Some 1,300 registered reps who work in branches hosting their own email services and a number of personnel servicing customer brokerage accounts were excluded from Raymond James’ email monitoring system, Finra found. The firm has a total of about 6,100 reps.

The settlement is part of Finra’s ongoing regulatory focus on protecting investors from unscrupulous brokers, one securities expert told Financial Advisor. “Emails are a regulatory tool for monitoring bad behavior, especially with recidivist brokers," said a Washington, D.C.-based securities attorney who requested anonymity. "It looks like Raymond James dialed back their system filters for flagging this type of information or simply didn’t apply it to some brokers and staff.”

The attorney called the settlement a wake-up call for any firm that hasn’t taken a “good, hard look at their email monitoring lately.”

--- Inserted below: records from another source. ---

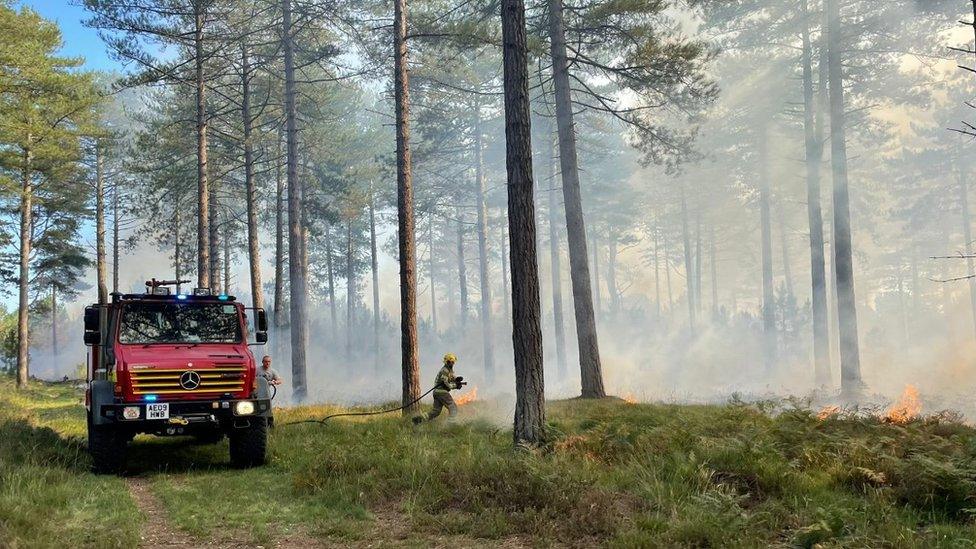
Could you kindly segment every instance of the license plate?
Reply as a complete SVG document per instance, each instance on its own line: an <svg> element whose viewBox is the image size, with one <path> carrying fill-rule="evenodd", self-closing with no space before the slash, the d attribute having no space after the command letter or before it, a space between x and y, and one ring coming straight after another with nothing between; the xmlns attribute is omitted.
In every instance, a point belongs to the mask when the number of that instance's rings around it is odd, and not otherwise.
<svg viewBox="0 0 976 549"><path fill-rule="evenodd" d="M169 403L146 404L146 419L169 419Z"/></svg>

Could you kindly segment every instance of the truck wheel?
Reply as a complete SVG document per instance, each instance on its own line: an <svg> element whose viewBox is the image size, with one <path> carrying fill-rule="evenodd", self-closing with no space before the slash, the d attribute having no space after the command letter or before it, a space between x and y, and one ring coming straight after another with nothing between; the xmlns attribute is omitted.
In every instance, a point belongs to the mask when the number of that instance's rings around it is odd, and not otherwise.
<svg viewBox="0 0 976 549"><path fill-rule="evenodd" d="M116 475L125 468L128 439L110 425L93 425L88 420L88 453L92 458L92 472Z"/></svg>
<svg viewBox="0 0 976 549"><path fill-rule="evenodd" d="M224 440L224 433L214 429L212 431L203 431L193 435L193 440L197 444L217 444L221 440Z"/></svg>
<svg viewBox="0 0 976 549"><path fill-rule="evenodd" d="M234 467L247 468L264 465L268 448L268 424L263 417L250 418L251 424L242 429L232 428L230 462Z"/></svg>

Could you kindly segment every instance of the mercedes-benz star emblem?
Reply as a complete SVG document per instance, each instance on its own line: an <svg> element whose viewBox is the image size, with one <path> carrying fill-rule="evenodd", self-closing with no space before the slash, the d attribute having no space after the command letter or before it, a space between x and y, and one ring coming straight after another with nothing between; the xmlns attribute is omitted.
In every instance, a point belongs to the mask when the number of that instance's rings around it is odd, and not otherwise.
<svg viewBox="0 0 976 549"><path fill-rule="evenodd" d="M183 387L187 391L192 391L200 386L200 374L187 370L183 372L180 376L180 387Z"/></svg>

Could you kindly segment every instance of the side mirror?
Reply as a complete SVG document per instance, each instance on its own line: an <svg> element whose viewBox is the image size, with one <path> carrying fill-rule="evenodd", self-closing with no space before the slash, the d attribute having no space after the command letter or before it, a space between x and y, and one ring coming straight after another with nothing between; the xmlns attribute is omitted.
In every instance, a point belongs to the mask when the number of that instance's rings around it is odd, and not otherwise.
<svg viewBox="0 0 976 549"><path fill-rule="evenodd" d="M99 331L99 321L100 312L98 306L89 305L85 307L85 331L86 332L98 332Z"/></svg>
<svg viewBox="0 0 976 549"><path fill-rule="evenodd" d="M255 332L254 341L258 345L264 345L268 342L268 332Z"/></svg>
<svg viewBox="0 0 976 549"><path fill-rule="evenodd" d="M85 345L98 345L99 343L101 343L101 341L99 341L99 339L101 339L100 338L100 335L101 334L99 334L98 332L88 332L88 331L86 331L85 332Z"/></svg>
<svg viewBox="0 0 976 549"><path fill-rule="evenodd" d="M257 310L257 318L255 319L255 327L258 332L268 331L268 313L264 312L264 309ZM267 335L265 335L265 341L267 341Z"/></svg>

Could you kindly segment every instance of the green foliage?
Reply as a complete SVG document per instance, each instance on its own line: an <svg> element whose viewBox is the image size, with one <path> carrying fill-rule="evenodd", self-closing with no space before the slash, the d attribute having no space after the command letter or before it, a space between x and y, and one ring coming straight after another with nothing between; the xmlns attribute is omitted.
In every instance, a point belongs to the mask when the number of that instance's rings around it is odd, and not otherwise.
<svg viewBox="0 0 976 549"><path fill-rule="evenodd" d="M84 408L69 386L0 380L0 544L133 547L139 511L119 478L88 472Z"/></svg>
<svg viewBox="0 0 976 549"><path fill-rule="evenodd" d="M0 383L10 395L10 382ZM85 472L77 394L35 385L0 399L0 435L13 441L0 447L0 516L16 517L0 522L4 533L27 545L42 535L77 540L79 523L61 517L87 517L111 498L121 515L90 520L125 527L90 528L114 537L79 543L132 539L124 487ZM551 444L513 452L510 433L477 419L490 406L420 428L393 416L285 426L335 408L278 410L267 467L226 470L226 443L140 439L131 468L152 479L176 527L225 543L965 547L976 539L976 430L953 418L892 425L821 421L795 406L561 401L548 411ZM91 492L84 503L73 491L80 483Z"/></svg>

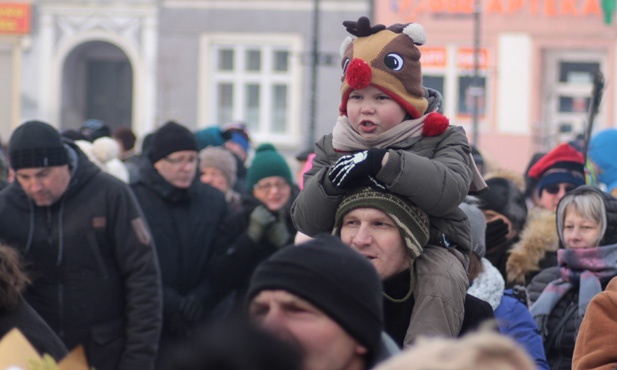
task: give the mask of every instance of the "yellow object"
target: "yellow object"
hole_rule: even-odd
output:
[[[23,333],[15,328],[0,340],[0,370],[90,370],[82,346],[59,364],[48,354],[41,357]]]

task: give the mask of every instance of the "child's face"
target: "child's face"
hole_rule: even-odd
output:
[[[347,117],[362,137],[371,138],[403,122],[406,112],[373,85],[353,90],[347,100]]]

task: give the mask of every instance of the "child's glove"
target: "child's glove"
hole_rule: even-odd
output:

“The firm's primary focus was on reducing the number of "false positives" that would need to be reviewed rather than ensuring that the system was effectively identifying all potentially problematic categories of emails,” Finra said.

A Raymond James spokesperson declined to comment on the settlement. The company has agreed to conduct a risk-based retrospective review to detect potential violations evidenced in past emails, according to Finra.

"Firms have a clear obligation to reasonably supervise electronic communications, which includes periodically re-evaluating the effectiveness of existing procedures,” said Susan Schroeder, Finra’s Department of Enforcement executive vice president.

Finra found that over nine years, Raymond James failed to adequately monitor and flag email activity in order to ferret out potential wrongdoing by brokers and employees.

The combinations of words and phrases—otherwise known as the "lexicon"—that firms use to flag emails for review were not reasonably designed to detect certain potential misconduct that Raymond James should have should have anticipated would recur, given the firm’s size, structure, business model and experience from prior disciplinary actions, Finra said.